A participação de soldados do Exército na execução dos três jovens negros por traficantes do Morro da Minerva demonstrou a verdadeira face das Forças Armadas. Deixou tão visível quanto uma fratura exposta. No entanto, alguém – por incrível que pareça! – pode argumentar: “Mas não foram os soldados que mataram os rapazes. Foram os traficantes.” Ora, e desde quando existe diferença entre aquele que puxa o gatilho e o que manda puxar? A corrupção e o papel nefasto da polícia, agindo em conjunto com os traficantes, subindo o morro para deixar corpo no chão ou formando milícias que aterrorizam a população das favelas, não são novidades. Agora, com o Exército sendo colaborador de extermínios como este em questão, podemos estar diante do último sopro de confiança depositado nestas forças.

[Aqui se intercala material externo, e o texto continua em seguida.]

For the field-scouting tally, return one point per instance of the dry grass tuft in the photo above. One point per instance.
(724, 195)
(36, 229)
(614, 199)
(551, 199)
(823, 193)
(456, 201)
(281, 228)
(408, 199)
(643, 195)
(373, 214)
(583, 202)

A fala de um operário e morador do Morro da Providência deixa claro: “Ninguém os quer mais na comunidade. Não temos mais confiança na roupa verde do Exército.”

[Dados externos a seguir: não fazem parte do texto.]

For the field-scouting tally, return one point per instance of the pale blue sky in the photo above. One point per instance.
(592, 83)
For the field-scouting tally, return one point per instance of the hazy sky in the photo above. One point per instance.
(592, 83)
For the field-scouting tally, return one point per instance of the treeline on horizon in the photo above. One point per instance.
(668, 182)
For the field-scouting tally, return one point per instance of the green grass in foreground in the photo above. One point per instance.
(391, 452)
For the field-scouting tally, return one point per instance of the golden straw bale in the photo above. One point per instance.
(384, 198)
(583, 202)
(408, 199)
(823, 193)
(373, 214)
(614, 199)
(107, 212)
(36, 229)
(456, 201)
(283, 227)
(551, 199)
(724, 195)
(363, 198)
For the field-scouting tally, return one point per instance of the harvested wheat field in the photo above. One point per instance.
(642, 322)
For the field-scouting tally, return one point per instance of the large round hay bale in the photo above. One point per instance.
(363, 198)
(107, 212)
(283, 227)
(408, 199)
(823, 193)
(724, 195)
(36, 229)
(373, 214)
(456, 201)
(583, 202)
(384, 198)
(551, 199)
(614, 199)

Os três jovens voltavam de um baile funk quando encararam a ponta dos fuzis dos soldados. Eram estudantes e trabalhadores. Um deles, inclusive, iria começar a trabalhar nas obras que estavam sendo realizadas no morro. Não deu tempo. Depois de espancar, os boinas-verdes entregaram os garotos aos traficantes por seis mil reais. Três vidas, três estudantes, três trabalhadores, três pobres, três negros. A participação do Exército nessa higienização social é a consolidação da política de segurança fascista do governo de Sérgio Cabral, com o apoio de César Maia e Lula. E não adianta o presidente demonstrar indignação com o ocorrido. Ele mesmo, após um outro massacre realizado pela polícia do Rio no Complexo do Alemão em junho do ano passado, apoiou a ação criminosa do governador Sérgio Cabral dizendo que “a polícia não estava diante de nenhuma pessoa santa”. E as desculpas e indenizações não serão redentoras de ninguém.

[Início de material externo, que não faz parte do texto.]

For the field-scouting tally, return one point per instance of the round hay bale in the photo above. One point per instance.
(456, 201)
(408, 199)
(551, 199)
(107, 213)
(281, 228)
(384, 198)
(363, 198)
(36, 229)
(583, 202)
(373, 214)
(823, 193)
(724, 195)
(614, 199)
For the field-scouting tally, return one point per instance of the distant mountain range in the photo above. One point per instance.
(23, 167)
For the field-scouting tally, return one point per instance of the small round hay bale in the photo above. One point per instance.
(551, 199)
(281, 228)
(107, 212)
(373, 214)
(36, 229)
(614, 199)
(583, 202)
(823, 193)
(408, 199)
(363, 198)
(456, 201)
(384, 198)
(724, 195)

Não bastando o circo de hipocrisia montado após a tragédia, os governos, o ministro Nelson Jobim e a imprensa burguesa saíram desesperados para apagar a chama que se acendeu na Providência. Todos querendo convencer a população de que o “incidente foi um caso isolado”. Claro que foi! O Complexo do Alemão e tantas outras chacinas promovidas pela polícia e pela Força de Segurança Nacional também foram casos isolados. Tal argumentação me faz concluir o destino de parte da madeira devastada na Amazônia. Serve para montar o grande número de caras-de-pau deste país. E aqui cabe um detalhe interessante: a imprensa que, após o crime dos soldados, se mostrou consternada com os assassinatos foi a mesma imprensa que aplaudiu de pé as ações fascistas do Bope no filme Tropa de Elite. Não tenho dúvidas de que os homens do Exército e da polícia são treinados com base na máxima política do Washington Luís: “a questão social é um caso de polícia”. E do Exército também.

Mas talvez a maior de todas as verdades seja aquela que todos nós já sabemos: os grandes isolados são os negros, pobres e miseráveis dos guetos e favelas deste país. São eles que vivem cercados por um verdadeiro Eixo do Mal. De um lado, o governo. Com sua política neoliberal de geração de desemprego e miséria. Do outro, o narcotráfico, que recruta a juventude miserável e sem perspectivas para a criminalidade. Por fim, na outra ponta estão a polícia e o Exército, exercendo a força e a violência com critérios racistas.

Em outro texto argumentei que não se resolverá o problema da criminalidade aumentando a repressão contra os grandes bolsões de miséria. Não precisamos de balas e terror. Precisamos de empregos, melhores salários e gigantescos investimentos nas áreas sociais. Lula sabe disso. Mas não está disposto a fazer. A conclusão é cruel: o máximo que se pode esperar de César Maia, Sérgio Cabral e Lula são mais e mais corpos. E, infelizmente, eles serão de trabalhadores, negros e pobres.